I would start small and work your way up. If this has deep psychiatric roots (overbearing and unempathetic fathers are a pretty common source of stuttering) then you should see a professional. If it only occurs in a few select situations and you think you can overcome it just through practice and your own courage, then start small. Practice reciting difficult passages from a religious text or tongue twisters in the mirror over and over. Try singing when you are by yourself, and correcting your tone of voice to try and get yourself to actually sound good when you sing. If you have any friends that you trust to be there for you when you need them (more for your comfort rather than them, if they wouldn't support you in this then they aren't worthy of being your friend anyways) then talk to them about this and ask for their help. If they don't have approach anxiety, ask them to introduce you to people as practice or you could just ask them to do mock conversations with you where they roleplay as a stranger. Go out to some place you wouldn't normally go, where people you wont see in other parts of your life will be, and just walk up to them and ask them questions or just try to introduce yourself, knowing that you will never see them again.

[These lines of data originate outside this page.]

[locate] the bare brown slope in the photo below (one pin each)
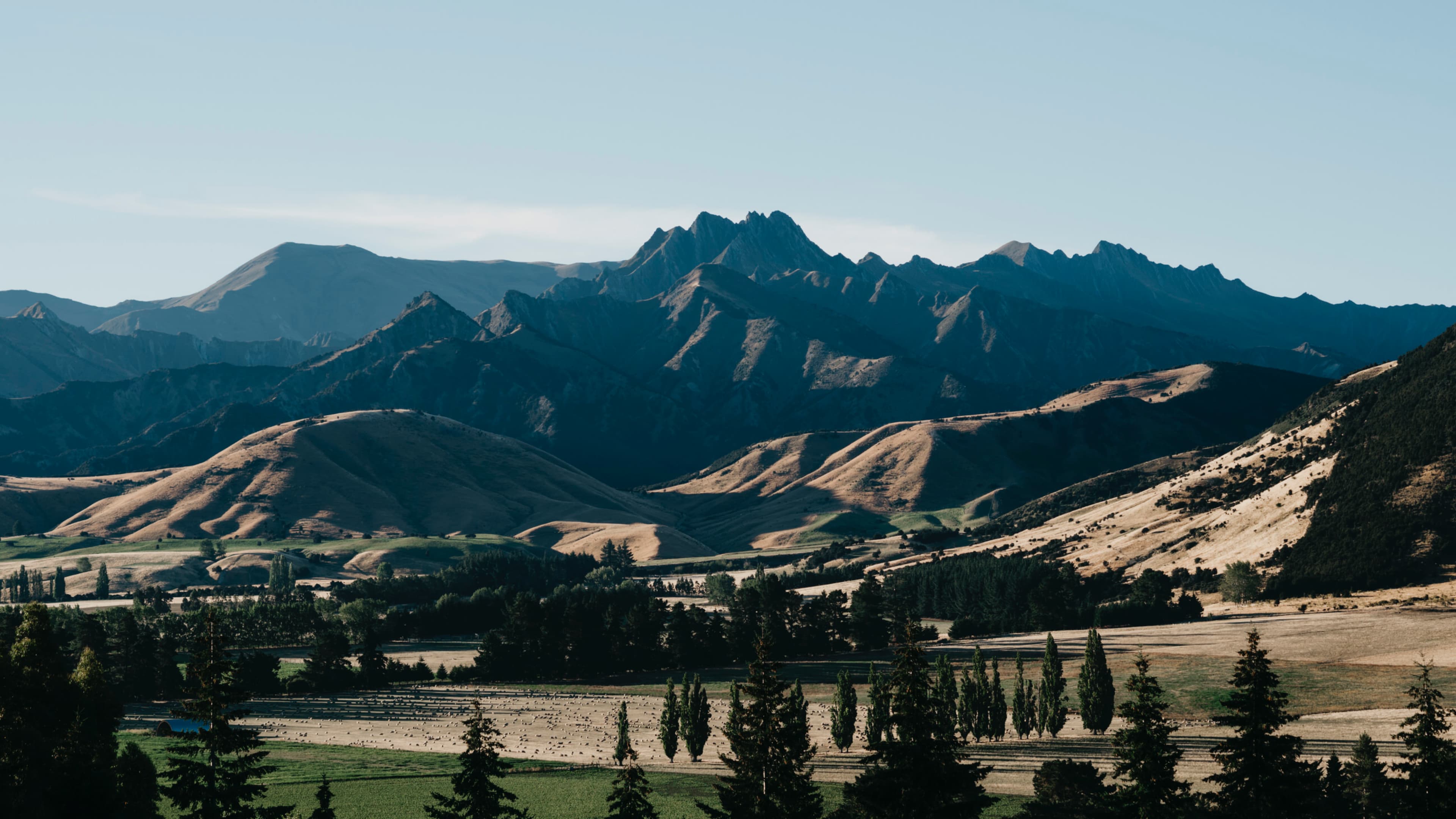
(373, 471)
(981, 464)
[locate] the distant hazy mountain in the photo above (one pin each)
(38, 352)
(302, 290)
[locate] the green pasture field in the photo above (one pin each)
(395, 784)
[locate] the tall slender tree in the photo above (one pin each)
(1052, 710)
(475, 793)
(1263, 774)
(845, 712)
(1368, 789)
(213, 773)
(1095, 690)
(1147, 755)
(996, 710)
(769, 773)
(1429, 760)
(918, 774)
(669, 723)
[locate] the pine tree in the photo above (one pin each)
(624, 736)
(944, 698)
(769, 772)
(136, 784)
(1147, 757)
(325, 800)
(213, 773)
(669, 723)
(1095, 690)
(845, 713)
(629, 791)
(996, 722)
(918, 774)
(1052, 710)
(477, 795)
(697, 715)
(1263, 774)
(877, 719)
(1429, 760)
(1368, 791)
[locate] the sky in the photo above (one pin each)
(1298, 146)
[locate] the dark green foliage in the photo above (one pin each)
(868, 615)
(212, 774)
(918, 774)
(845, 712)
(1052, 710)
(1147, 755)
(136, 784)
(769, 757)
(1429, 760)
(1385, 511)
(624, 735)
(475, 795)
(670, 722)
(1263, 774)
(1069, 791)
(324, 799)
(1095, 691)
(877, 717)
(695, 717)
(1368, 789)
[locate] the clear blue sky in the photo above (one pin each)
(1302, 148)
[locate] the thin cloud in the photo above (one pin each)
(442, 223)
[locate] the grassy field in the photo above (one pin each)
(397, 784)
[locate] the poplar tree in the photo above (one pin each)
(769, 757)
(1052, 710)
(474, 788)
(996, 717)
(624, 739)
(1147, 755)
(670, 722)
(944, 698)
(1263, 774)
(1429, 760)
(918, 774)
(213, 773)
(693, 717)
(1368, 789)
(1095, 690)
(877, 720)
(845, 713)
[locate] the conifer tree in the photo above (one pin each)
(695, 717)
(624, 738)
(475, 792)
(213, 773)
(324, 800)
(1147, 755)
(136, 784)
(1052, 710)
(996, 716)
(1429, 760)
(877, 720)
(1368, 791)
(669, 723)
(1263, 774)
(1095, 690)
(769, 757)
(918, 774)
(845, 713)
(944, 698)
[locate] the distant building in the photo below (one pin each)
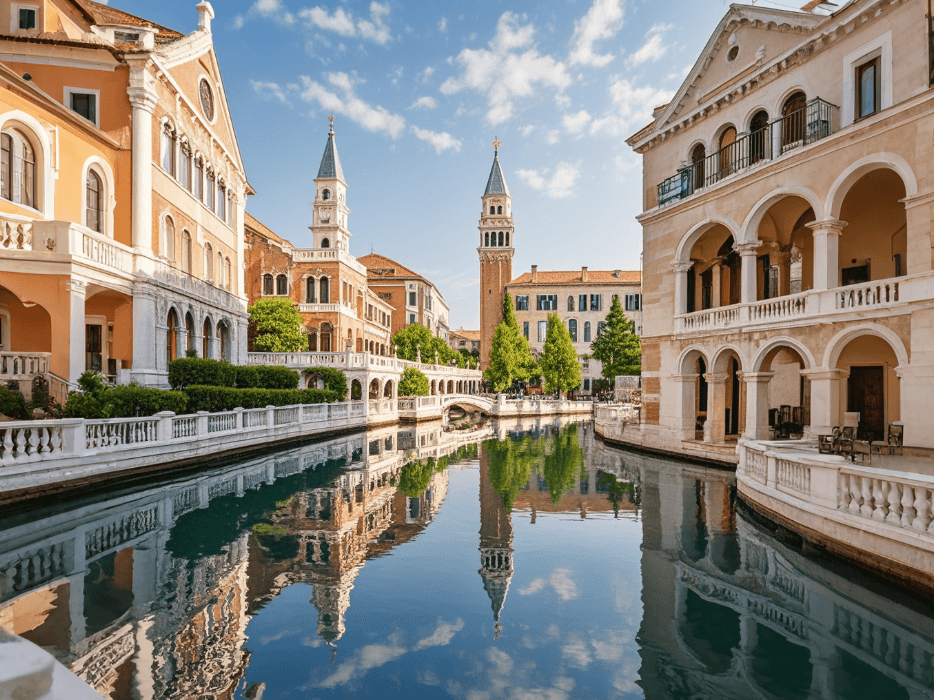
(582, 300)
(465, 340)
(416, 299)
(326, 282)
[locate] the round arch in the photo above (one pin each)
(849, 177)
(691, 237)
(841, 339)
(750, 229)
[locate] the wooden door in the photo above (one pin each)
(866, 394)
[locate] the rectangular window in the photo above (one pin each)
(27, 18)
(868, 88)
(546, 302)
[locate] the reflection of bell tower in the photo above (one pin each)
(495, 542)
(496, 251)
(331, 211)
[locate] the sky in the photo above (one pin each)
(419, 89)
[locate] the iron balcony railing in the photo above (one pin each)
(800, 128)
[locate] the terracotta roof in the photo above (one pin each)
(574, 277)
(263, 230)
(375, 261)
(104, 14)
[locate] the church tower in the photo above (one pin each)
(496, 251)
(331, 211)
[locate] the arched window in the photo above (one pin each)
(759, 141)
(793, 120)
(94, 200)
(168, 148)
(168, 230)
(310, 284)
(208, 262)
(186, 251)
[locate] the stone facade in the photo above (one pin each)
(787, 230)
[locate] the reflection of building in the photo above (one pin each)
(496, 564)
(326, 282)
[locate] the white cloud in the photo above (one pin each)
(575, 123)
(347, 103)
(439, 141)
(510, 69)
(653, 48)
(442, 635)
(602, 21)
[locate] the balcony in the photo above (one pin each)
(814, 122)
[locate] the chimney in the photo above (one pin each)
(205, 15)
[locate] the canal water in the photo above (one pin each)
(526, 560)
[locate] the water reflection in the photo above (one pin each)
(350, 568)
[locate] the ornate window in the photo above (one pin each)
(94, 200)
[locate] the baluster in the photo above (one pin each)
(922, 508)
(895, 504)
(878, 497)
(908, 511)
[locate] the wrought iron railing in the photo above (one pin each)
(800, 128)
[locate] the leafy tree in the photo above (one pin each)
(278, 325)
(413, 383)
(511, 359)
(559, 363)
(617, 347)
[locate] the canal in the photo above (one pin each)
(526, 560)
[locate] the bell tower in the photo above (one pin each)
(496, 250)
(331, 210)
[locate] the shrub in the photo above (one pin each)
(212, 398)
(188, 371)
(13, 405)
(334, 380)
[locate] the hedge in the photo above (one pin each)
(124, 402)
(215, 398)
(197, 371)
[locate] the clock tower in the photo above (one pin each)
(331, 211)
(496, 251)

You can even walk up to people and say "I am introducing myself to you in order to overcome my stuttering."
Just remind yourself that you never have to see them again. Many people will even admire your courage and dedication if you walk up to them and say this.
Another thing that is very helpful in social situations is learning how to eject yourself from a conversation properly and at the right moment. Learn to anticipate fatal awkward silences (some silences are shorter and not fatal to a conversation if you insert nonverbal communication) and eject when you know they are coming and you can't think of a way to stop them. Ejecting should not be a first resort, but it should come naturally when you know that you WILL NOT be able to save the conversation because you know that paralyzing embarrassment is 3 seconds away. You have to get good at anticipating this (which of course means seeing it happen a lot). Come up with some situations where you would be talking to someone, then come up with some natural ways to walk off feeling like you left behind a good impression. These shouldn't be excuses, but more like "I'm an important busy person and I have to go" type of things. For example, when I go to the dog park and I approach girls there, if the conversation is stale or the girl is boring, I make enough small talk with her to keep it natural, and then eject immediately right before it gets awkward. I simply just say something like "that's my cue, see you around" when my dog lies down and walk off. If I don't want to leave and there are other people to talk to, ejecting is also a great opportunity to launch into meeting someone else. You can simply casually say "nice to meet you" and walk over to someone else (which is perfectly fine, trust me). This has the double benefit of getting you out of a bad conversation and forcing you to ignore your anxiety and start a new conversation with someone else. Once you are comfortable with the simple idea that you can bail on any conversation politely with an air of confidence, you feel much more at ease being in the conversation because you know that you can avoid whatever super awkward or embarrassing thing it is that haunts your dreams. Ultimately, your conversations go better, last longer, and you walk away from them feeling good simply because you are more at ease knowing you could leave if you wanted.
Also, work on body language. I think people undervalue body language by simply marketing it as a way to convey feelings to the other person. Having relaxed and comfortable body language is also beneficial because it actually forces you to feel relaxed and comfortable after a while. Even if you are initially uncomfortable in a conversation and displaying traditional relaxed body language doesn't feel "right," simply forcing yourself into that body language and keeping it there can knock your anxiety down a few pegs.